Christabel Pankhurst Institute
Digital and AI technologies
As a large multidisciplinary community including over 350 researchers, one of the Institute’s research areas is concerned with digital and AI technologies and their potential to revolutionise health and care. This broad base of researchers and ‘intrapreneurs’ allows the Institute to conduct pioneering research that explores the use of digital and AI technologies to:
- understand the causes and progressions of diseases;
- develop new diagnostics and therapies;
- understand the complex interaction between health and environment;
- optimise the health and care system;
- develop new experimental methods;
- validate digital health technology.
The research takes three broad perspectives:
Algorithms
We develop innovative methods for analysing health and care data in order to discover new mechanisms, predict and detect disease onset, and model individual responses to treatment.
In this area, the University’s partnership with the Turing Institute is particularly important. The University has strengths in the use of real-world health data for predictive, precision and personalised medicine, in text analytics, and in imaging.
Applications range from cancer to musculoskeletal disease, and cardiovascular disorders.
Systems
We explore deployment of digital interventions in order to transform health and care services. This area typically draws upon algorithmic outputs from the first area to create person-centred care pathways.

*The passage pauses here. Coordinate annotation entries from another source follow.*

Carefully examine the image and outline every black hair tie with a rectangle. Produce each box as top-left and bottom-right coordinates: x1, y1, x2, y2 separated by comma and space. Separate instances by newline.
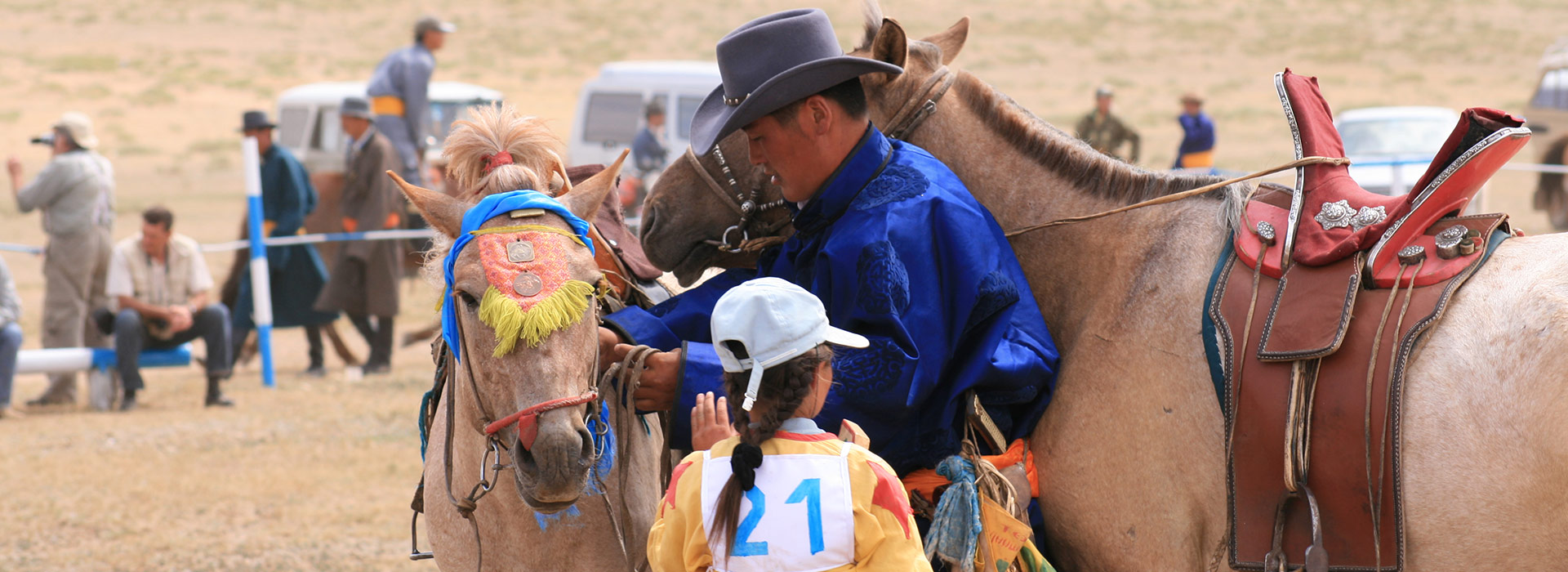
729, 444, 762, 490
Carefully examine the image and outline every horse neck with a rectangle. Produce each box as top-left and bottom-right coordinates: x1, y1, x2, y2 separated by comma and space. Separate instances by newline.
910, 72, 1225, 354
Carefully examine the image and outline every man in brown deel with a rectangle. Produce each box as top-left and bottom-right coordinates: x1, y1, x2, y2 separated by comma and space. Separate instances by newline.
1077, 85, 1138, 164
7, 113, 114, 406
315, 97, 403, 373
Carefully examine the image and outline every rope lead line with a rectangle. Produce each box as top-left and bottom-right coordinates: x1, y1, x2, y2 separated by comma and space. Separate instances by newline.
1007, 157, 1350, 239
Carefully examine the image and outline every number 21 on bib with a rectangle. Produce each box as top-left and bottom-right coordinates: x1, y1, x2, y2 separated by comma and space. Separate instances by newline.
702, 447, 854, 572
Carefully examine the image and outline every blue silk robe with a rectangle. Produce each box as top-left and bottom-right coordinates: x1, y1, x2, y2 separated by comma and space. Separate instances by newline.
605, 127, 1057, 473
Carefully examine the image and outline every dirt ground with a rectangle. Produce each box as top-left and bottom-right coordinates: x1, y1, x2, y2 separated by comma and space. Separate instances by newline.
0, 0, 1568, 570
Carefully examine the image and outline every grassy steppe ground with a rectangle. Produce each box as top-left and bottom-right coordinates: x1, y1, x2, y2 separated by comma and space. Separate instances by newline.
0, 0, 1568, 570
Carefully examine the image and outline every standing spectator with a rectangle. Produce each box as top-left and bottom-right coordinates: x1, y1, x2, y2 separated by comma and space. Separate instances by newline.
234, 111, 337, 378
315, 97, 403, 373
1077, 83, 1140, 163
7, 113, 114, 406
94, 207, 234, 410
632, 99, 668, 177
1171, 92, 1214, 169
365, 16, 458, 185
0, 258, 22, 418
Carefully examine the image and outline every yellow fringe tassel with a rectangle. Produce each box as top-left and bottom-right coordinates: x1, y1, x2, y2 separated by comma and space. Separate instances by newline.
480, 280, 595, 357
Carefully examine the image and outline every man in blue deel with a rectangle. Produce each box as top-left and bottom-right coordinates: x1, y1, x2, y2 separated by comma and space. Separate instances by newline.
600, 10, 1057, 473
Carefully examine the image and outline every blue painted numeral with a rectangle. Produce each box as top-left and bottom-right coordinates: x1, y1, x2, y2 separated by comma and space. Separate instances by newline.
729, 487, 768, 556
784, 478, 823, 555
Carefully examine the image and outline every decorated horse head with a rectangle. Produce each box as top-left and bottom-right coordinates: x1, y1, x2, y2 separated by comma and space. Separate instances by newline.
397, 106, 624, 512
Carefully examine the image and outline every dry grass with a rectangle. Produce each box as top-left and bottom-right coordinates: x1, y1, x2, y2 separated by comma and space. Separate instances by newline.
0, 0, 1568, 570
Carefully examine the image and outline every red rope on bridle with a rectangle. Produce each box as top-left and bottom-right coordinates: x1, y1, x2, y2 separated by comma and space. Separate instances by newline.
484, 391, 599, 449
484, 150, 511, 174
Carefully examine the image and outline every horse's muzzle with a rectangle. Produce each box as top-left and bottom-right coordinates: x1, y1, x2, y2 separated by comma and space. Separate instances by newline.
511, 408, 595, 512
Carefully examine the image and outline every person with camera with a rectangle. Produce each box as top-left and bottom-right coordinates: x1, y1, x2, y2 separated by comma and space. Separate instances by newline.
94, 207, 234, 410
7, 113, 114, 406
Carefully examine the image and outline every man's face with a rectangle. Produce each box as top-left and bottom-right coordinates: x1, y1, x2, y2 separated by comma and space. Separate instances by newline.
742, 105, 837, 202
425, 29, 447, 51
342, 116, 370, 141
245, 128, 273, 154
141, 222, 169, 256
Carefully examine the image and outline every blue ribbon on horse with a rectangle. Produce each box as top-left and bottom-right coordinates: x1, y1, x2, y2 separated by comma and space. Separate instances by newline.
441, 190, 593, 362
588, 401, 617, 495
925, 454, 982, 572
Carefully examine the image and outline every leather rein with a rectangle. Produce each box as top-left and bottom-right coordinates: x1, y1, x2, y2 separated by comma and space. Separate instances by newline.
685, 145, 791, 254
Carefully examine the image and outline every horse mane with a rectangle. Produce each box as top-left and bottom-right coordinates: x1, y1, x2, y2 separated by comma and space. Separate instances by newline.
441, 104, 564, 200
853, 7, 1246, 217
421, 104, 566, 287
956, 70, 1236, 203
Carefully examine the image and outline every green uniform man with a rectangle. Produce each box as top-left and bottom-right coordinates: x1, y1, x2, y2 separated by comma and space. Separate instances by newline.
1077, 85, 1138, 163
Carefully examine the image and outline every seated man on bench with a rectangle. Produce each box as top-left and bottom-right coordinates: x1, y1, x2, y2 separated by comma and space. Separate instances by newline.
92, 207, 234, 410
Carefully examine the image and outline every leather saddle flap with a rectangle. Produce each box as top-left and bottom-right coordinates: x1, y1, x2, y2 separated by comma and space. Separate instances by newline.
1258, 252, 1364, 362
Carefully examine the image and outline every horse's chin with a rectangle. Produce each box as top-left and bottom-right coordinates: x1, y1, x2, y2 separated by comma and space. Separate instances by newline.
513, 473, 586, 514
522, 495, 577, 514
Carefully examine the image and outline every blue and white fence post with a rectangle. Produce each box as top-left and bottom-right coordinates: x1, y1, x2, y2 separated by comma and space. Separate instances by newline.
242, 136, 274, 387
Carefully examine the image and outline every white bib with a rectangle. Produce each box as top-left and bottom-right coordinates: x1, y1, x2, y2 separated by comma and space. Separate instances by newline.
702, 444, 854, 572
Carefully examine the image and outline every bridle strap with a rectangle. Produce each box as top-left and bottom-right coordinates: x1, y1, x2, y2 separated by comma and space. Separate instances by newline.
685, 145, 743, 215
484, 389, 599, 449
886, 66, 958, 141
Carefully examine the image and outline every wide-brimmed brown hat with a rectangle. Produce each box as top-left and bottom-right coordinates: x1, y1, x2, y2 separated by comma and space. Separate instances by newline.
692, 8, 903, 154
50, 111, 97, 149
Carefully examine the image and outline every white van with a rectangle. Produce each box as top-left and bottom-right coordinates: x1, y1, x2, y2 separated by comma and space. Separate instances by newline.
278, 82, 501, 174
566, 61, 719, 171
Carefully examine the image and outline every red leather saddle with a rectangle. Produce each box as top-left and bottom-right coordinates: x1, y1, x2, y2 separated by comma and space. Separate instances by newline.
1236, 69, 1530, 288
1205, 69, 1529, 572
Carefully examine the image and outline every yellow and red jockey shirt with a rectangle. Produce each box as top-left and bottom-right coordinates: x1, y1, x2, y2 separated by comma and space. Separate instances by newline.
648, 418, 931, 572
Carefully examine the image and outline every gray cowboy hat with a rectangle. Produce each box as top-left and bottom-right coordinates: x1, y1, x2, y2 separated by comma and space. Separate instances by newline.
240, 109, 278, 132
692, 8, 903, 154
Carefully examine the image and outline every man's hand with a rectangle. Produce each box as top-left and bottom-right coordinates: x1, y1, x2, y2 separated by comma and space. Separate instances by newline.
167, 306, 193, 333
692, 391, 735, 451
613, 343, 680, 410
599, 326, 626, 376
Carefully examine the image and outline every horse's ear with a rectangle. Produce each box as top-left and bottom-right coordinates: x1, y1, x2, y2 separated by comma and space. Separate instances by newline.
557, 149, 632, 222
924, 16, 969, 66
872, 17, 910, 67
387, 171, 469, 239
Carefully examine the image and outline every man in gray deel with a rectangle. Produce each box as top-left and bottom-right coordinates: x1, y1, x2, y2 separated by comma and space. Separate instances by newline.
365, 16, 458, 185
7, 113, 114, 406
315, 97, 403, 373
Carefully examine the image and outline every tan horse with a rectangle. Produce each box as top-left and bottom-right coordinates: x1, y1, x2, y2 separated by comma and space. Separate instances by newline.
400, 109, 663, 572
643, 7, 1568, 570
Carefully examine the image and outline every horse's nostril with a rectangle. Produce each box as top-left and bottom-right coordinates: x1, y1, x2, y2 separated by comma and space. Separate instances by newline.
513, 440, 539, 475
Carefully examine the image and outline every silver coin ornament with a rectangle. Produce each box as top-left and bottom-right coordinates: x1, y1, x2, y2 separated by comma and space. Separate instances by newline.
1350, 205, 1388, 230
1433, 224, 1476, 260
1312, 200, 1356, 230
1258, 221, 1275, 246
506, 239, 546, 261
1399, 244, 1427, 266
511, 273, 544, 297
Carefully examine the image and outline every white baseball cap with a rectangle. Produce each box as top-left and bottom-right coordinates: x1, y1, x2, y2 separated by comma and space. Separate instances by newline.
714, 277, 871, 410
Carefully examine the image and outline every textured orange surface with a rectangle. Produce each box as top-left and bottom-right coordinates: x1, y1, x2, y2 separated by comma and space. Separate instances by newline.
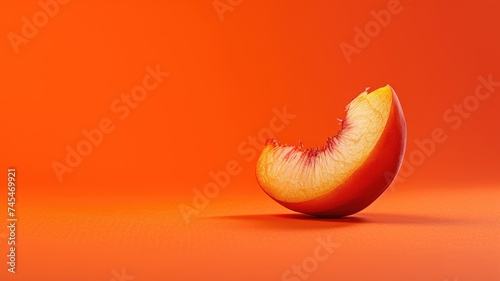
0, 0, 500, 281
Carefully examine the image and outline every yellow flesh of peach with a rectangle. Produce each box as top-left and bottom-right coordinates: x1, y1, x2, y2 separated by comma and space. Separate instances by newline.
257, 86, 392, 203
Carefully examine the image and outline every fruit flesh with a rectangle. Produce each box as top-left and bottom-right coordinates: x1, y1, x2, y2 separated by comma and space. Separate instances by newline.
257, 86, 406, 216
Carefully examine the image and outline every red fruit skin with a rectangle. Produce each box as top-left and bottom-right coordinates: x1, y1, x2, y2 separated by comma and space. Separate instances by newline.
273, 88, 406, 218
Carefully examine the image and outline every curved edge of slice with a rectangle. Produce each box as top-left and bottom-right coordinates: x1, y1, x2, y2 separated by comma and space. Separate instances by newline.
257, 85, 406, 217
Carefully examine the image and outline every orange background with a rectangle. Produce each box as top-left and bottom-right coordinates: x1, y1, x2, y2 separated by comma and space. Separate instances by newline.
0, 0, 500, 280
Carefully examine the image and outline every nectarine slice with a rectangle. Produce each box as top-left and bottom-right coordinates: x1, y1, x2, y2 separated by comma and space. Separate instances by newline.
256, 85, 406, 217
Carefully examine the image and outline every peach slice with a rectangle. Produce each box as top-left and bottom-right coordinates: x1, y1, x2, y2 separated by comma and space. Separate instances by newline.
256, 85, 406, 217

Notable strengths exist in electronic audit and feedback, clinical decision support, and learning health systems, with most applications in primary care.
People
We research the use of digital technologies to improve the health and well-being of individuals through personal digital devices.
This area mostly focuses on prevention and management of long-term conditions. We have significant strengths in mobile health, wearable sensing, and behaviour change.
This area typically draws upon new algorithms, whilst in turn providing new sources of data and challenges for that area.
These perspectives are underpinned by research in four technology areas:
Artificial intelligence
Artificial intelligence has the capability to improve health outcomes by supporting clinical decision-making. Recent breakthroughs in machine learning have revived excitement for this type of technology, and sparked new promises of radical improvement of healthcare services.
Risk prediction
Healthcare services worldwide are moving away from being reactive and focused on illness, and have embraced approaches that are proactive, preserve health, and prevent illness. This requires the ability to predict illness and disease progression before they actually happen – to predict risk.
Connected health
Connected health is the broad term for using network-based technologies to provide healthcare services remotely. It encompasses telehealth, mobile health, and the use of environmental, home-based and wearable sensor technologies for health. It has the potential to radically change healthcare delivery.
Learning health systems
Health systems, at any level of scale, become learning systems when they develop the ability to, continuously and routinely, study and improve themselves. Digital technologies have the potential to trigger this ability by defining, structuring, creating and reusing data and knowledge.